I have a data structure that stores some data that can get very big. Too big to want to hold it all in memory. So whenever the data structure gets too big, it offloads it's data to a log in the filesystem in append only in a line by line format of the data. Each new line is a new piece of data. Then it truncates itself to begin anew.
There are subscribers that would like to read this data. Old data that's been put into the filesystem and new data as it's stored into the data structure in-memory. Of course, there can be no overlapping/duplication of data sent to the subscribers.
These actions can happen concurrently within an async context. I've created some granular locking fences to allow an efficient reading of the data form both sources, filesystem log and in-memory fresh data.
struct DataStream {
log: File,
buffer: Vec<String>,
subscribers: Vec<tokio::sync::broadcast::Sender<String>>,
trunc_lock: tokio::sync::Mutex<()>,
bytes_lock: tokio::sync::Mutex<()>,
}
impl DataStream {
async fn sync_and_subscribe(&mut self, sender: tokio::sync::broadcast::Sender<String>) -> anyhow::Result<()> {
self.trunc_lock.lock().await;
let mut len = 0;
{
self.bytes_lock.lock().await;
len = self.log.metadata().await.unwrap().len();
}
let mut reader = BufReader::new(&mut self.log).take(len);
let mut lines = reader.lines();
while let Some(line) = lines.next_line().await? {
sender.send(line)?;
}
self.subscribers.push(sender);
Ok(())
}
async fn push(&mut self, item: String) {
if self.buffer.len() >= self.buffer.capacity() {
{
self.bytes_lock.lock().await;
for item in &self.buffer {
self.log.write(item.to_bytes()).await;
self.log.write(b"\n").await;
}
self.log.flush().await;
self.log.sync_data().await;
self.log.sync_all().await;
}
self.trunc_lock.lock().await;
self.buffer.clear();
}
self.buffer.push(item.clone());
for subscriber in &self.subscribers {
subscriber.send(item.clone());
}
}
}
When a subscriber calls sync_and_subscribe
, it first acquires a trunc_lock
. This prevents the DataStream from truncating itself for the remainder of the function.
It then needs to read the log file's memory len. First it acquires a bytes_lock
so as to prevent any writing to the log file until it obtains the len. Then promptly releases this lock. This gives the subscriber caller a way to read the log file line by line and be sure that the total len it has is a complete data set of lines. No inbetween writing of incomplete writing of lines can occur.

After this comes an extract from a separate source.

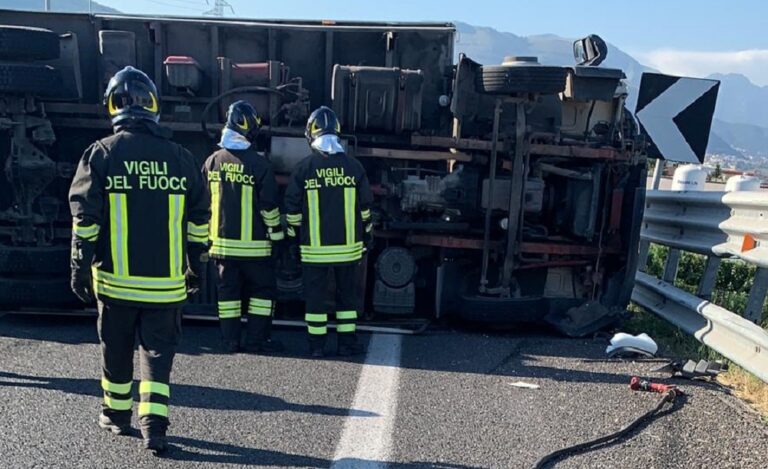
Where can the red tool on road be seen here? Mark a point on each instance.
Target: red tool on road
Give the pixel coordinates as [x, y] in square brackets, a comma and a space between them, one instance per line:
[639, 384]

Now the subscriber is free to read the data it got from the log file and push itself unto the subscriber list of the DataStream. Then it releases the trunc_lock
.
For the push function, the DataStream needs to hold only a set capacity in-memory. When exceeding this capacity, it needs to offload to the file. So if we are at capacity, it acquires a `bytes_lock, then writes to the log all of its contents. Then releases the lock.
Before it can truncate itself, it needs to acquire the trunc_lock
. Finally updates its list of subscribers.
Reading and writing from that log file can take a long time. If we get a new subscriber, that subscriber has to first read from that log file before it can receive any new data from the in-memory store. So that means the in-memory store can't truncate itself until the new subscriber finishes reading from the log to then finally obtain the in-memory data. While this is happening, we don't need to stop appending to the in-memory data structure. And we don't have wait to append to the log file with one caveat. Can't have incomplete lines of bytes written to then read by a new subscriber. So we use the bytes_lock
at the critical point.
This works but there is now an issue. Time to share this DataStream
async fn accept_connection(......., stream: Arc<DataStream>) {
let stream = Arc::clone(&stream);
tokio::spawn(async move {
....
....
stream.push(line).await;
});
....
....
}
cannot borrow data in an Arc
as mutable trait DerefMut
is required to modify through a dereference, but it is not implemented for Arc<DataStream>
.
So the compiler is going to make me wrap the whole DataStream in a Mutex Arc<Mutex<DataStream>>
. This just defeated the entire granular locking scheme I setup. New subscribers reading from that massive log will now halt the entire show until they release this Mutex. I don't want to do this. What are my options?